Une ingérence russe que Donald Trump nuance régulièrement…
Avec le recul, un des aspects intéressants sera de trouver rétrospectivement que l’attitude de Donald Trump a été assez erratique vis-à-vis de cette enquête Mueller. Il l’a littéralement déchiquetée publiquement pendant plus d’un an, a remis en cause son impartialité –ce qui aujourd’hui limite sa capacité à profiter de son triomphe car c’est forcément difficile pour lui de dire à la fois que l’enquête Mueller était corrompue et partisane, et de célébrer le fait qu’elle le dédouane.
Le fait qu’il a, lui et son entourage, systématiquement minimisé les rapports avec la Russie, beaucoup d’oublis, de déclarations contredites par la suite… Pourquoi s’être donné autant de mal pour dissimuler des relations bénignes avec les Russes, comme les rencontres avec l’ambassadeur russes Kislyak de Jared Kushner et Michael Flynn ?

"Le principal nuage qui était au-dessus de la tête de Donald Trump est désormais levé"

Quelle est la prochaine étape ? Le Congrès doit se prononcer.
Il y a un point qui n’est pas négligeable, mais qui ne remet pas en cause la victoire politique de Trump, c’est le fait qu’on a lu le résumé du rapport Mueller écrit par William Barr, le ministre de la Justice qu’il vient de nommer –et qui avait décliné d’être son avocat de la défense avant de devenir ministre de la Justice des Etats-Unis. Il y a donc un enjeu évident : la publication, sinon intégrale, mais la plus large possible du rapport. Si William Barr a bien résumé le rapport, on ne voit pas ce qui l’empêcherait d’en publier de grands extraits, comme il le dit dans sa lettre.
Evidemment, les démocrates veulent la publication du rapport entier pour pouvoir évaluer les faits éventuellement relatifs à une obstruction, qui auraient pu constituer un crime mais que Mueller a finalement décidé de renvoyer auprès du ministre. C’est là l’éventuel chemin, qui est désormais très étroit pour les démocrates, vers la poursuite de l’enquête. Mais il faudrait que la Chambre démocrate trouve dans le rapport Mueller des éléments alors même que le procureur lui-même n’en avait pas assez pour prononcer une inculpation. C’est vraiment très difficile.

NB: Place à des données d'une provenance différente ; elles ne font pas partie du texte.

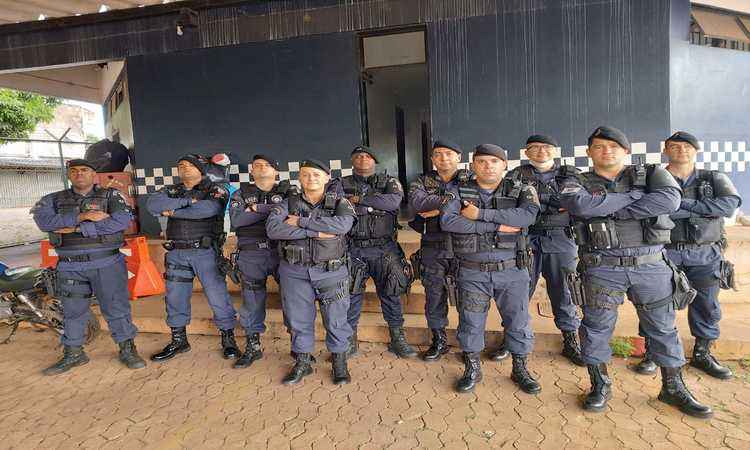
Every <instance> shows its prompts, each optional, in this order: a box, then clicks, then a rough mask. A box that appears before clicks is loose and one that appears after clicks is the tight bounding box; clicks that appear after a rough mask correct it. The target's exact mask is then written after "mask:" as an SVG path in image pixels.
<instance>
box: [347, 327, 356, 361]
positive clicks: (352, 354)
mask: <svg viewBox="0 0 750 450" xmlns="http://www.w3.org/2000/svg"><path fill="white" fill-rule="evenodd" d="M358 353H359V340H358V339H357V332H356V331H355V332H354V333H352V335H351V336H350V337H349V347H347V348H346V353H345V355H346V357H347V358H353V357H355V356H357V354H358Z"/></svg>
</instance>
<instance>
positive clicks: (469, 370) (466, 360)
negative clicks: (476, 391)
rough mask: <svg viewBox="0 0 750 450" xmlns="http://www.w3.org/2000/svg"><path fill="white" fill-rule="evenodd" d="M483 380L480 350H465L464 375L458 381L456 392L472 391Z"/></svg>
mask: <svg viewBox="0 0 750 450" xmlns="http://www.w3.org/2000/svg"><path fill="white" fill-rule="evenodd" d="M480 381H482V361H481V357H480V354H479V352H476V353H469V352H464V376H462V377H461V378H459V379H458V381H457V382H456V392H459V393H465V392H471V391H473V390H474V387H476V385H477V383H479V382H480Z"/></svg>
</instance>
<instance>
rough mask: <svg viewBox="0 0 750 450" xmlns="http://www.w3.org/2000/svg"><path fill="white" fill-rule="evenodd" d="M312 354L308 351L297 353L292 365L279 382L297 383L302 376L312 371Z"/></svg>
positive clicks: (307, 374) (299, 379)
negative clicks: (290, 368) (296, 355)
mask: <svg viewBox="0 0 750 450" xmlns="http://www.w3.org/2000/svg"><path fill="white" fill-rule="evenodd" d="M311 362H312V356H311V355H310V354H309V353H297V359H296V361H295V363H294V367H292V370H291V371H289V373H288V374H287V375H286V376H285V377H284V379H283V380H281V382H282V383H283V384H287V385H288V384H297V383H299V382H300V381H302V379H303V378H305V377H306V376H308V375H310V374H311V373H312V366H311V365H310V363H311Z"/></svg>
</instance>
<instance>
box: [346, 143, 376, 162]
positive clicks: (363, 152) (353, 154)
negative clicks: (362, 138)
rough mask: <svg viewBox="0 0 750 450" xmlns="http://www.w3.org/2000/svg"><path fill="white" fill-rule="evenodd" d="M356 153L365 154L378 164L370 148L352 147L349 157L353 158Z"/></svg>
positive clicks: (374, 154) (365, 147)
mask: <svg viewBox="0 0 750 450" xmlns="http://www.w3.org/2000/svg"><path fill="white" fill-rule="evenodd" d="M357 153H367V154H368V155H370V156H371V157H372V159H374V160H375V162H376V163H377V162H378V158H377V156H375V151H374V150H373V149H371V148H370V147H365V146H364V145H358V146H356V147H354V150H352V154H351V156H354V155H355V154H357Z"/></svg>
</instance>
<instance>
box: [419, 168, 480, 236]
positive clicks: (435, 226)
mask: <svg viewBox="0 0 750 450" xmlns="http://www.w3.org/2000/svg"><path fill="white" fill-rule="evenodd" d="M470 177H471V173H470V172H469V171H468V170H464V169H458V171H457V172H456V174H455V175H453V178H452V179H451V181H453V180H456V181H457V182H458V183H465V182H468V181H469V179H470ZM419 182H420V183H422V186H424V189H425V191H427V193H428V194H429V195H440V196H443V195H445V193H446V189H445V188H446V186H447V184H448V183H446V182H444V181H443V179H442V178H440V175H439V174H438V173H437V172H436V171H432V172H429V173H426V174H424V175H420V176H419ZM409 227H410V228H411V229H412V230H414V231H416V232H417V233H421V234H423V235H424V234H439V233H442V229H441V228H440V216H435V217H430V218H428V219H425V218H424V217H422V216H420V215H419V214H417V215H415V216H414V220H412V221H411V222H409Z"/></svg>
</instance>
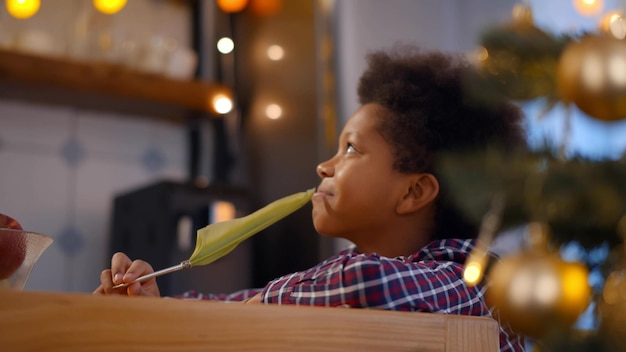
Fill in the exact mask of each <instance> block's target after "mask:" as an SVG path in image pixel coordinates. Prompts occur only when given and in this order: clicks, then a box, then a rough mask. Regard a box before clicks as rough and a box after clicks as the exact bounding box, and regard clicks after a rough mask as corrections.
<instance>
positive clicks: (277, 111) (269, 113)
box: [265, 104, 283, 120]
mask: <svg viewBox="0 0 626 352" xmlns="http://www.w3.org/2000/svg"><path fill="white" fill-rule="evenodd" d="M265 116H267V117H268V118H270V119H272V120H277V119H279V118H280V117H281V116H283V108H281V107H280V105H278V104H269V105H268V106H267V107H265Z"/></svg>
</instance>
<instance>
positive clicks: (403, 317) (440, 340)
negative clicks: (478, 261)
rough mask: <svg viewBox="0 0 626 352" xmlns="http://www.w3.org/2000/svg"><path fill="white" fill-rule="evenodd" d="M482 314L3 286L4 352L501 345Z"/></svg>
mask: <svg viewBox="0 0 626 352" xmlns="http://www.w3.org/2000/svg"><path fill="white" fill-rule="evenodd" d="M498 350H499V347H498V325H497V323H496V321H495V320H493V319H489V318H482V317H467V316H454V315H443V314H432V313H406V312H391V311H379V310H366V309H346V308H325V307H303V306H286V305H285V306H278V305H261V304H259V305H251V304H248V305H244V304H239V303H221V302H209V301H190V300H178V299H163V298H146V297H105V296H94V295H90V294H77V293H52V292H27V291H26V292H18V291H12V290H8V289H3V290H0V351H11V352H19V351H63V352H71V351H447V352H461V351H463V352H472V351H476V352H488V351H498Z"/></svg>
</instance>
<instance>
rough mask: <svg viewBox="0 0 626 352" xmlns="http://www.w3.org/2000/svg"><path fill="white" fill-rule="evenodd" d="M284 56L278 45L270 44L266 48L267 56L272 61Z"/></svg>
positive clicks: (283, 56)
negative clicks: (269, 45)
mask: <svg viewBox="0 0 626 352" xmlns="http://www.w3.org/2000/svg"><path fill="white" fill-rule="evenodd" d="M284 56H285V50H284V49H283V47H282V46H280V45H271V46H270V47H269V48H267V57H268V58H269V59H270V60H272V61H280V60H282V59H283V57H284Z"/></svg>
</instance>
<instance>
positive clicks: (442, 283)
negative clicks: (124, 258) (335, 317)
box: [178, 239, 524, 351]
mask: <svg viewBox="0 0 626 352" xmlns="http://www.w3.org/2000/svg"><path fill="white" fill-rule="evenodd" d="M474 244H475V240H460V239H446V240H437V241H433V242H431V243H430V244H428V245H427V246H425V247H424V248H422V249H421V250H420V251H419V252H417V253H415V254H412V255H410V256H408V257H396V258H386V257H381V256H379V255H377V254H375V253H373V254H363V253H359V252H358V251H357V250H356V248H354V247H352V248H348V249H346V250H344V251H342V252H340V253H339V254H337V255H335V256H333V257H331V258H329V259H327V260H325V261H323V262H322V263H320V264H318V265H317V266H314V267H312V268H310V269H308V270H305V271H301V272H296V273H293V274H289V275H285V276H283V277H280V278H278V279H275V280H273V281H271V282H269V283H268V284H267V285H266V286H265V287H264V288H263V289H252V290H243V291H239V292H235V293H233V294H229V295H214V294H209V295H205V294H200V293H197V292H195V291H190V292H186V293H185V294H183V295H181V296H178V298H194V299H211V300H221V301H243V300H246V299H248V298H250V297H252V296H254V295H256V294H257V293H262V301H263V302H264V303H275V304H299V305H312V306H330V307H338V306H341V307H353V308H374V309H388V310H397V311H409V312H433V313H445V314H461V315H478V316H487V317H493V314H492V310H490V309H489V307H488V306H487V304H486V303H485V301H484V293H485V288H484V286H480V285H479V286H476V287H468V286H466V285H465V283H464V281H463V278H462V275H463V264H464V263H465V260H466V258H467V255H468V254H469V252H470V251H471V250H472V248H473V247H474ZM523 346H524V341H523V338H522V337H521V336H518V335H516V334H515V333H513V332H512V331H511V330H510V329H509V328H508V327H507V326H506V325H505V324H500V349H501V351H524V347H523Z"/></svg>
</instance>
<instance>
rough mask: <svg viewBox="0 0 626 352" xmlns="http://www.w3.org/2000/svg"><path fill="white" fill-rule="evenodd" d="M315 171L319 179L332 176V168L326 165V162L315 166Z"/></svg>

Cette annonce de William Barr semble donc, à un peu plus d’un an et demi du scrutin présidentiel de novembre 2020, de bon augure pour Donald Trump.
C’est même plus que cela. Le principal nuage qui était au-dessus de sa tête, qui le suivait depuis un an et demi, est désormais levé. Evidemment, il y a d’autres enquêtes, mais il faut considérer que tous les procureurs qui seront amenés à s’intéresser à Donald Trump ou son entourage seront confrontés au précédent Mueller : le président a été harcelé pendant un an et demi pour finir par être très largement dédouané. Il y a aussi un ministre de la Justice qui semble bien contrôler les choses en faveur de Donald Trump. Il a désormais une fenêtre bien ouverte jusqu’en 2020. L’enjeu principal est de voir si, dans les enquêtes d’opinion, maintenant que l’enquête Mueller est levée, Donald Trump peut enfin devenir ce qu’il n’a jamais été, ni dans les urnes ni dans les sondages : un président majoritaire auprès de l’électorat.